Here are some of Anisha’s tips in her own words:

One of the largest sacrifices we made was to live on one income. Initially we had plans on moving out of Ohio once we were married, but transitioning my business would require us to put those plans on hold as the cost of living was extremely important in our decision making.

Our remedy was to stay in Beavercreek, Ohio, an hour north of Cincinnati, and an hour south of Columbus. Our cost of living is relatively low, allowing us to live in a nice house, located in a nice neighborhood with great schools, a combination we were far less likely to find living in NYC, San Diego, or LA on our budget.

I also made sure to take advantage of tax opportunities. Having an entrepreneur in the home, and one who knows and studies tax law, gives our family a unique advantage, one that I share with other families through my blog at AnishaBailey.com.

As a federally licensed tax professional, an Enrolled Agent, I want to take financial savvy to the next level. I teach families and business owners how to reach their financial goals while taking advantage of our tax laws—without going completely insane in the process. So naturally, I always consider the opportunities to reduce our tax bill when we make financial decisions.

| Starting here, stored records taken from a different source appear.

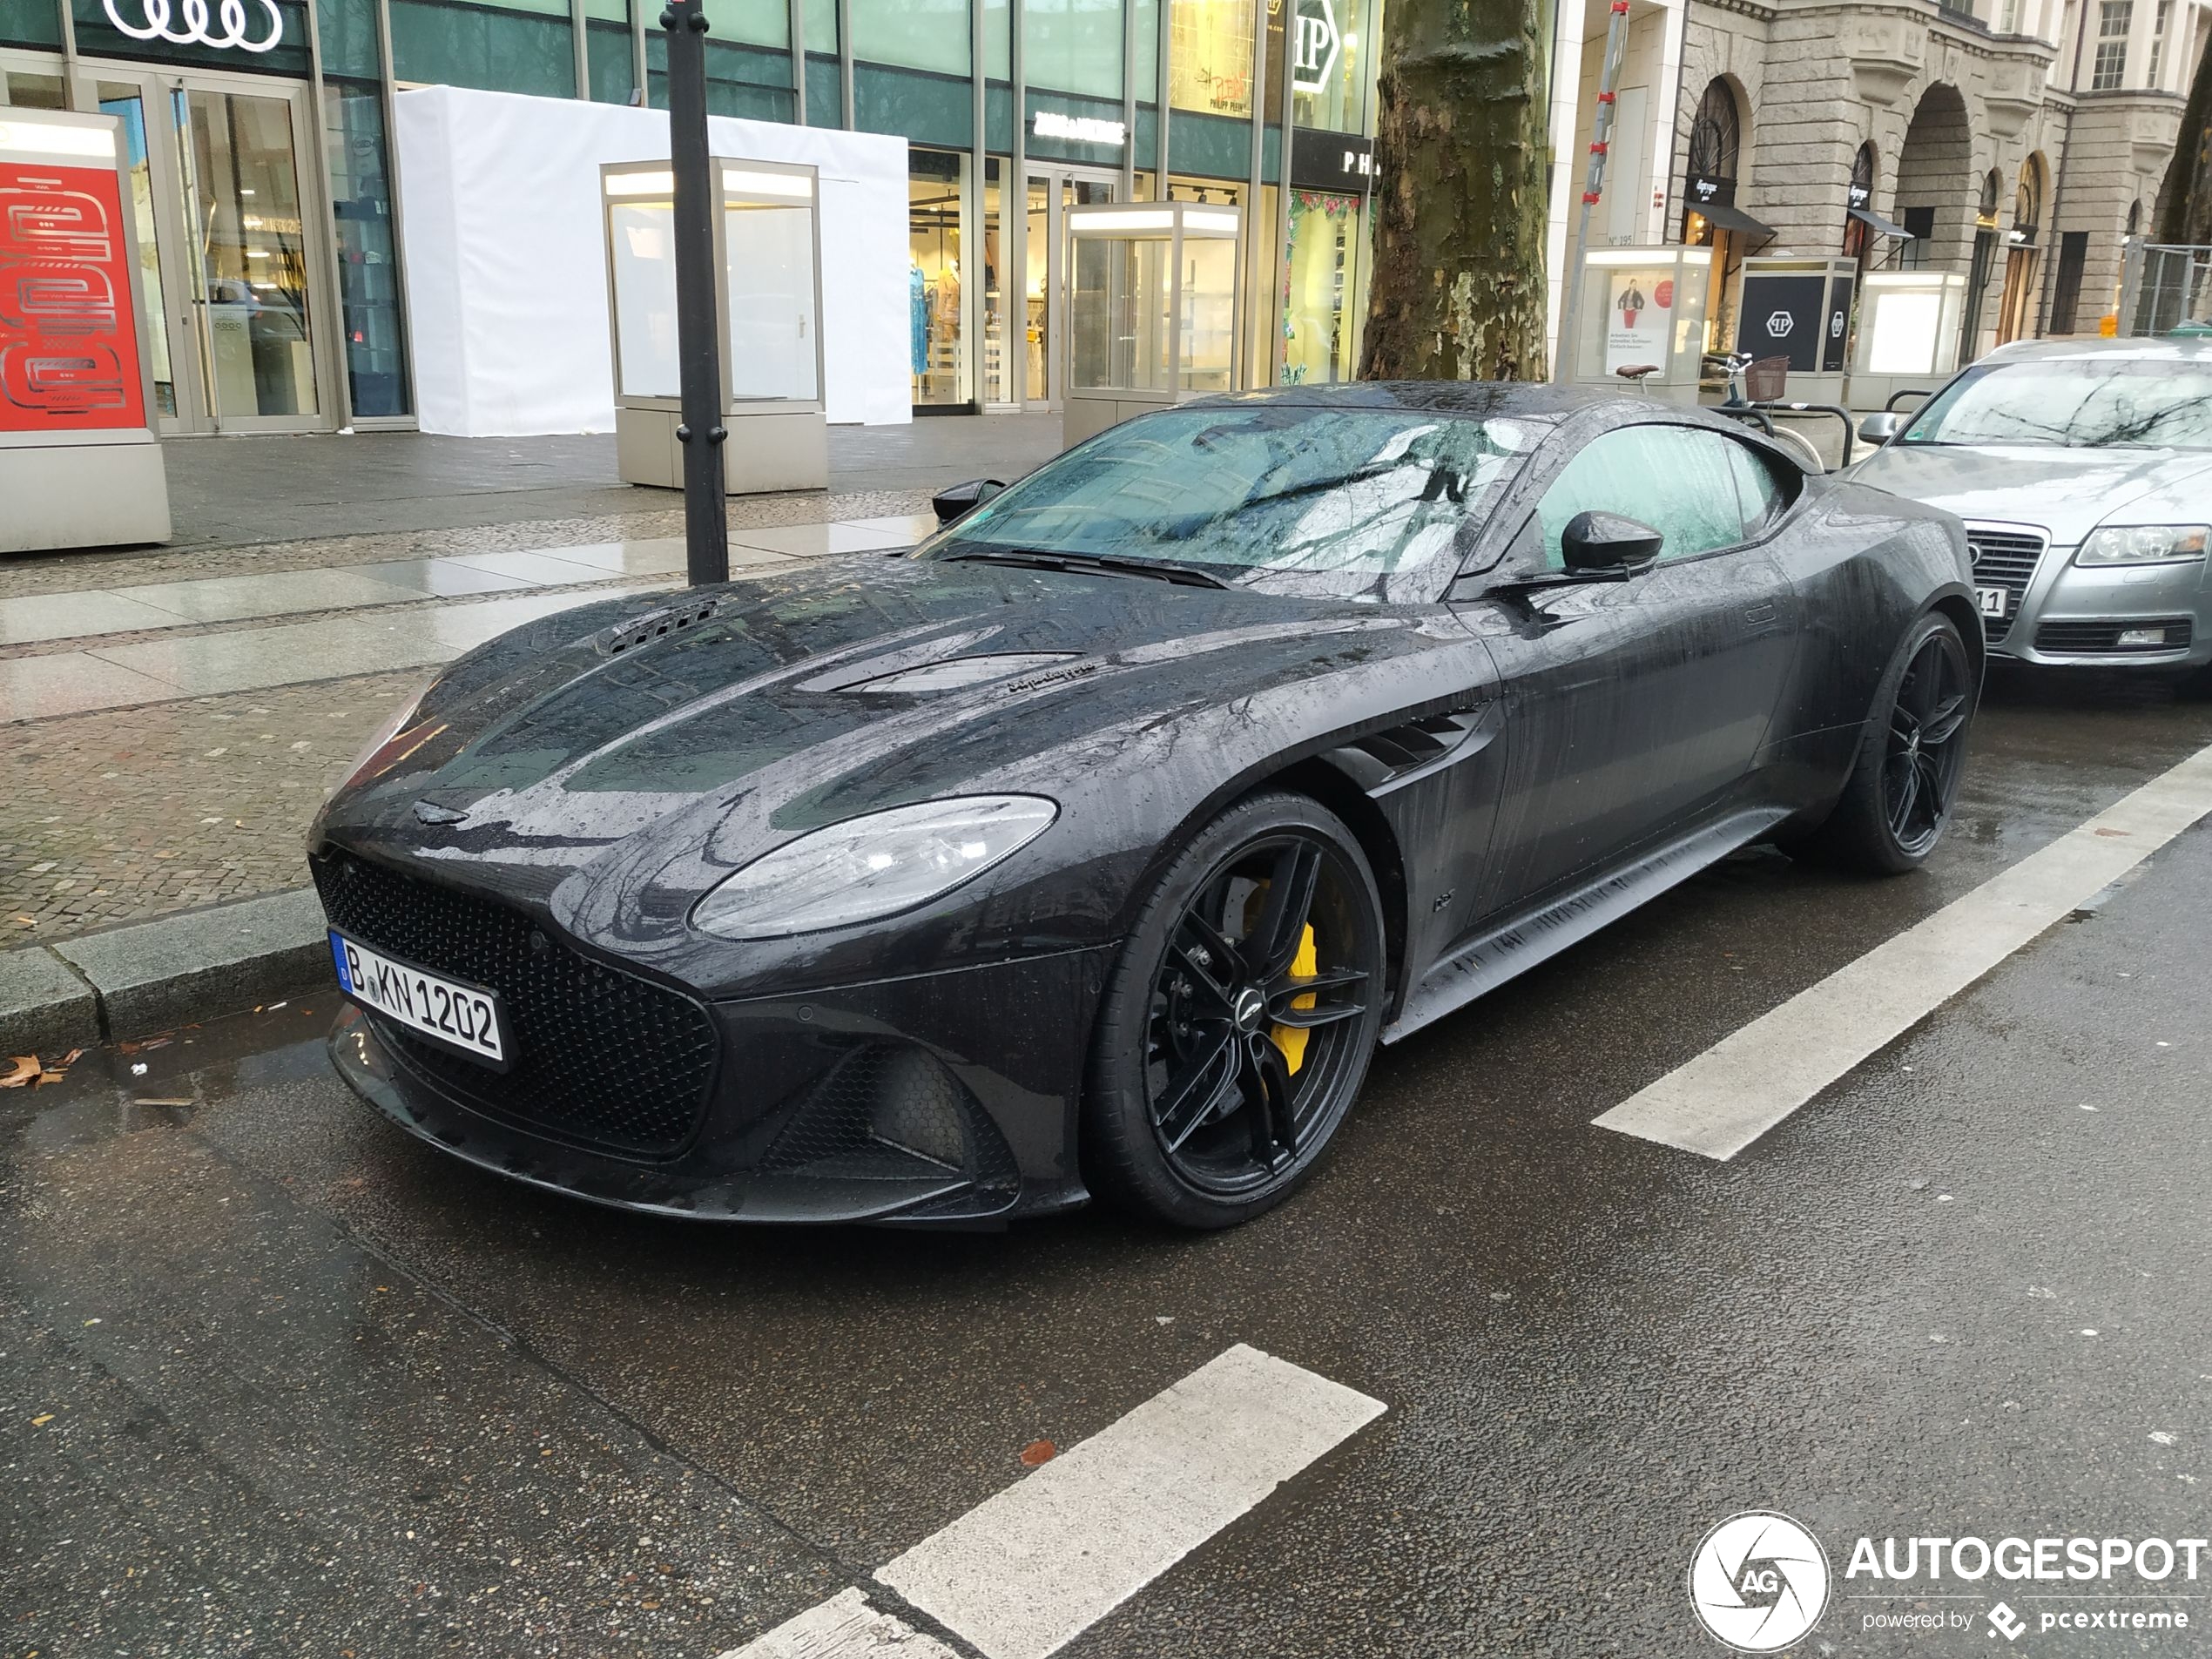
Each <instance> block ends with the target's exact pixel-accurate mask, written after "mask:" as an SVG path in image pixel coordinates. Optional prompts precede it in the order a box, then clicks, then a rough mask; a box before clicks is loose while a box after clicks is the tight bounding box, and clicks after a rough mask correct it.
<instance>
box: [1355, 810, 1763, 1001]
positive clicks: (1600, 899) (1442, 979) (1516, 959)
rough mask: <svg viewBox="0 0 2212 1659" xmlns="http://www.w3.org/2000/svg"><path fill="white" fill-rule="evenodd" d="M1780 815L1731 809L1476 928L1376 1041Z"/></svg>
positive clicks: (1651, 888) (1690, 869)
mask: <svg viewBox="0 0 2212 1659" xmlns="http://www.w3.org/2000/svg"><path fill="white" fill-rule="evenodd" d="M1787 816H1790V812H1787V810H1783V807H1759V810H1756V812H1734V814H1730V816H1725V818H1721V821H1719V823H1712V825H1708V827H1703V830H1699V832H1694V834H1690V836H1686V838H1681V841H1674V843H1670V845H1666V847H1659V849H1657V852H1652V854H1646V856H1641V858H1637V860H1635V863H1632V865H1628V867H1624V869H1617V872H1613V874H1610V876H1601V878H1597V880H1593V883H1590V885H1588V887H1577V889H1575V891H1571V894H1566V896H1564V898H1555V900H1551V902H1548V905H1544V907H1542V909H1537V911H1531V914H1526V916H1520V918H1515V920H1511V922H1506V925H1504V927H1500V929H1495V931H1491V933H1484V936H1482V938H1478V940H1473V942H1471V945H1462V947H1458V949H1455V951H1451V956H1447V958H1442V960H1440V962H1438V964H1436V967H1431V969H1429V971H1427V973H1425V975H1422V980H1420V984H1418V987H1413V995H1409V998H1407V1004H1405V1013H1400V1015H1398V1018H1396V1020H1394V1022H1391V1024H1387V1026H1385V1029H1383V1042H1398V1037H1405V1035H1411V1033H1413V1031H1420V1029H1422V1026H1425V1024H1429V1022H1431V1020H1442V1018H1444V1015H1447V1013H1453V1011H1455V1009H1464V1006H1467V1004H1469V1002H1473V1000H1475V998H1480V995H1484V993H1489V991H1495V989H1498V987H1500V984H1504V982H1506V980H1511V978H1513V975H1515V973H1526V971H1528V969H1533V967H1535V964H1537V962H1544V960H1548V958H1553V956H1557V953H1559V951H1564V949H1566V947H1568V945H1579V942H1582V940H1586V938H1588V936H1590V933H1595V931H1597V929H1601V927H1606V925H1608V922H1615V920H1619V918H1621V916H1626V914H1628V911H1632V909H1637V907H1639V905H1648V902H1650V900H1655V898H1657V896H1659V894H1663V891H1666V889H1668V887H1677V885H1681V883H1686V880H1690V876H1694V874H1697V872H1701V869H1705V867H1708V865H1714V863H1719V860H1721V858H1725V856H1728V854H1732V852H1736V849H1739V847H1747V845H1750V843H1754V841H1759V838H1761V836H1763V834H1767V832H1770V830H1772V827H1774V825H1778V823H1781V821H1783V818H1787Z"/></svg>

This year alone (2014 tax year), we are looking to reduce our taxes by an extra $2,500 to $3,000 simply because we considered the tax impacts of our spending. We contribute to the flexible spending account (FSA) offered through my husband’s job based on our projected medical costs for the year. I’ve hired my kids to work for me this year and we’ve done a few other things to make reducing our tax bill possible, which allows us to keep more money in our household —something many business owners and families can do.
We’ve also considered the tax opportunities available to pay for our kids’ college tuition and decided against the more common solutions for saving for our kids’ college education. I know it sounds odd, but our reasoning is simple—you want it, you pay for it whether it’s through a scholarship or by getting a job.

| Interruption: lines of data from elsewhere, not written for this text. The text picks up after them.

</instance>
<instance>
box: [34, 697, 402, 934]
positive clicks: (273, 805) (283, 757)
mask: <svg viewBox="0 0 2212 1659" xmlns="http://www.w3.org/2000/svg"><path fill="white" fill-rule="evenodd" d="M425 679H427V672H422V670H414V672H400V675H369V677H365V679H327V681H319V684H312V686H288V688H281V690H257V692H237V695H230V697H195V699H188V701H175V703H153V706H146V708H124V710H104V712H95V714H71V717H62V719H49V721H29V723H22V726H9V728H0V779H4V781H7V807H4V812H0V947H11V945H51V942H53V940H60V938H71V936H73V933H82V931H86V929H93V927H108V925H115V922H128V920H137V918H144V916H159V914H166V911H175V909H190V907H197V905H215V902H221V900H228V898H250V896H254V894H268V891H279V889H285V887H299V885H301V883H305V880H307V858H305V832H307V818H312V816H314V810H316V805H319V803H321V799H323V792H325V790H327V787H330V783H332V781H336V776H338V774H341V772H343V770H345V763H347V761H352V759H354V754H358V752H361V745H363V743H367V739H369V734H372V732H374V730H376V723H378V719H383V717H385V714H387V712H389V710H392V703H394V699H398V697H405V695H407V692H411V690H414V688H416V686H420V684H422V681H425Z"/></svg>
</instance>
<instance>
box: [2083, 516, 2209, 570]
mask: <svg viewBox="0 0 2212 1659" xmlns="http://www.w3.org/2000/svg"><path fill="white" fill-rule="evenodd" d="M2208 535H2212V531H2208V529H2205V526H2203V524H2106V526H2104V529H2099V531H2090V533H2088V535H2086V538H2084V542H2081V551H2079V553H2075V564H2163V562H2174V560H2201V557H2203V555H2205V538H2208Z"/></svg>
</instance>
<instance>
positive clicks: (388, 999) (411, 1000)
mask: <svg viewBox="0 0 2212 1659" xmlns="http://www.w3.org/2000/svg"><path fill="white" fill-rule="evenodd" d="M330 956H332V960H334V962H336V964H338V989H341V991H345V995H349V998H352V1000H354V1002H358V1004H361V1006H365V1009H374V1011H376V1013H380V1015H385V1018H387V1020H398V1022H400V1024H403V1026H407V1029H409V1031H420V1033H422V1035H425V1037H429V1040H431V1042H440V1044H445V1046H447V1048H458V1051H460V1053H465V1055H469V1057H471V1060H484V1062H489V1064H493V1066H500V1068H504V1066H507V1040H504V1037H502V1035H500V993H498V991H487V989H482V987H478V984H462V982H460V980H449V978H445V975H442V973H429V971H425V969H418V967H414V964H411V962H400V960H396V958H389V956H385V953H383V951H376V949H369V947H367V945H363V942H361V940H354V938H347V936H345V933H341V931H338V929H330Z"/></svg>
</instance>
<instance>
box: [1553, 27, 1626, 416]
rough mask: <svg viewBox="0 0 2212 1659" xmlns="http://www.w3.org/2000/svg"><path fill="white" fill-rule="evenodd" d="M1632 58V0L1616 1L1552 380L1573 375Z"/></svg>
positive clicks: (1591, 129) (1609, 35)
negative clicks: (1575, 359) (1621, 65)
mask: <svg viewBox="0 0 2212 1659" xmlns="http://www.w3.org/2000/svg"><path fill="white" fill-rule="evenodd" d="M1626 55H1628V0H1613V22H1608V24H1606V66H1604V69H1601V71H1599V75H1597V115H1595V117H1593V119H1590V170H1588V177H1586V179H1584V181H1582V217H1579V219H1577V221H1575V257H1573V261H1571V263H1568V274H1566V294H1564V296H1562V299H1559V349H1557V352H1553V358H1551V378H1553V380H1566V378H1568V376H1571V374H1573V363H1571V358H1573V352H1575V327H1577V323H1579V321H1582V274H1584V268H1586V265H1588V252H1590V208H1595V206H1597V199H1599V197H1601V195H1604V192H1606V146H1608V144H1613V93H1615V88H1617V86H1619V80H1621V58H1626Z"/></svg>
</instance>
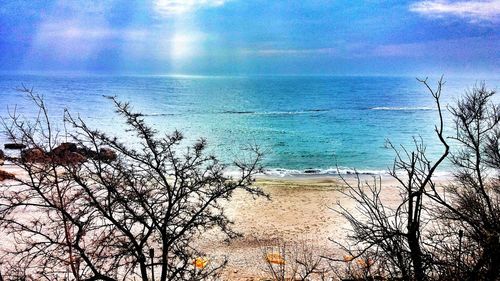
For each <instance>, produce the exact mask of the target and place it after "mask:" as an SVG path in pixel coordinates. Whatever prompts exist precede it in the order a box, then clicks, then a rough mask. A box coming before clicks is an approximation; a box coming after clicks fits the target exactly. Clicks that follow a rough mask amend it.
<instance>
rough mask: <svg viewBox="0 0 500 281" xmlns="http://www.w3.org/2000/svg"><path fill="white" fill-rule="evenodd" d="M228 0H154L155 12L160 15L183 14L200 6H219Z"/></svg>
mask: <svg viewBox="0 0 500 281" xmlns="http://www.w3.org/2000/svg"><path fill="white" fill-rule="evenodd" d="M226 2H228V0H156V1H155V9H156V12H157V13H159V14H160V15H162V16H170V15H178V14H185V13H188V12H191V11H194V10H196V9H199V8H202V7H219V6H222V5H224V4H225V3H226Z"/></svg>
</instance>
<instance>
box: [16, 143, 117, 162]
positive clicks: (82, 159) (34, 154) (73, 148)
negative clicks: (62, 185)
mask: <svg viewBox="0 0 500 281" xmlns="http://www.w3.org/2000/svg"><path fill="white" fill-rule="evenodd" d="M117 158H118V156H117V154H116V152H115V151H114V150H112V149H110V148H101V149H99V152H96V151H93V150H91V149H88V148H79V147H77V145H76V144H74V143H62V144H60V145H59V146H57V147H56V148H54V149H53V150H52V151H50V152H44V151H43V150H42V149H40V148H31V149H25V150H23V151H21V160H22V161H23V162H25V163H55V164H59V165H67V164H81V163H83V162H85V161H87V159H95V160H100V161H104V162H112V161H115V160H116V159H117Z"/></svg>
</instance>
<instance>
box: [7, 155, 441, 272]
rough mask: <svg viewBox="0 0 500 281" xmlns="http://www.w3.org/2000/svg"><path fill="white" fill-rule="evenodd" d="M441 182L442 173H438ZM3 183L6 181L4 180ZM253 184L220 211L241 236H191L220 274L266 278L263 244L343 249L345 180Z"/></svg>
mask: <svg viewBox="0 0 500 281" xmlns="http://www.w3.org/2000/svg"><path fill="white" fill-rule="evenodd" d="M1 169H2V170H5V171H8V172H11V173H14V174H16V175H17V176H19V175H22V174H23V173H22V170H20V169H19V168H17V167H15V166H13V165H9V164H7V165H4V166H2V167H1ZM360 177H361V179H362V181H373V180H374V176H372V175H362V176H360ZM345 179H346V180H347V182H349V183H351V184H355V182H356V178H355V176H354V175H347V176H345ZM378 179H380V180H381V181H382V185H383V192H382V200H383V202H384V204H388V205H391V204H394V203H397V202H398V200H399V193H398V191H397V189H396V185H397V184H396V181H395V180H394V179H393V178H392V177H390V176H389V175H383V176H380V177H377V180H378ZM439 180H440V181H441V182H444V181H446V178H444V177H442V178H440V179H439ZM3 183H7V184H8V181H5V182H3ZM255 185H257V186H259V187H261V188H262V189H263V190H264V191H265V192H266V193H267V194H269V195H270V197H271V198H270V199H269V200H268V199H266V198H262V197H259V198H253V197H252V196H251V195H249V194H247V193H246V192H243V191H237V192H236V193H235V194H234V196H233V198H232V200H231V201H230V202H228V203H227V204H226V212H227V214H228V216H229V217H230V218H231V219H232V220H233V221H234V225H233V229H234V230H236V231H237V232H239V233H240V234H241V235H242V236H241V237H240V238H237V239H234V240H232V241H230V242H227V241H225V240H224V239H223V236H222V235H221V234H220V233H218V232H217V231H213V232H209V233H204V234H202V235H201V237H200V238H199V240H198V241H194V243H193V246H194V248H195V249H197V250H199V251H201V252H203V253H204V254H205V255H206V257H207V258H208V259H210V260H213V261H216V262H219V261H222V260H223V259H225V258H226V259H227V260H228V264H227V267H226V268H225V269H224V271H223V273H222V280H249V281H250V280H268V279H269V275H268V274H266V272H265V269H266V263H265V261H264V259H263V254H264V249H265V247H266V246H275V245H277V244H278V243H279V242H278V241H281V242H284V243H286V244H287V245H288V246H291V247H294V246H297V245H305V246H307V248H308V249H310V250H312V251H313V252H314V253H315V255H317V256H320V255H323V256H328V257H341V256H342V255H343V254H344V253H343V252H342V251H340V249H339V248H338V246H336V245H335V243H333V242H332V241H331V239H335V240H336V241H344V242H345V239H346V237H347V235H348V233H349V224H348V223H347V222H346V221H345V220H344V219H343V218H342V216H341V215H340V214H339V213H337V212H335V211H334V210H335V209H337V210H338V209H339V207H338V204H341V205H342V206H343V207H345V208H347V209H348V210H353V211H354V208H355V203H354V202H353V200H352V199H350V198H348V197H347V196H346V195H345V194H343V193H342V191H345V190H346V184H345V183H344V182H343V181H342V180H341V178H340V177H338V176H288V177H271V176H259V177H258V178H257V181H256V183H255Z"/></svg>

So instead of us paying for their education, we are establishing their work ethic, sense of appreciation and sense of responsibility through helping them take advantage of opportunities to pay their own way.

My advice to all business owners and families wanting to better manage their finances: Managing your finances doesn’t have to be a scary, confusing or overwhelming. It just takes a little thought, vision, proper guidance and action.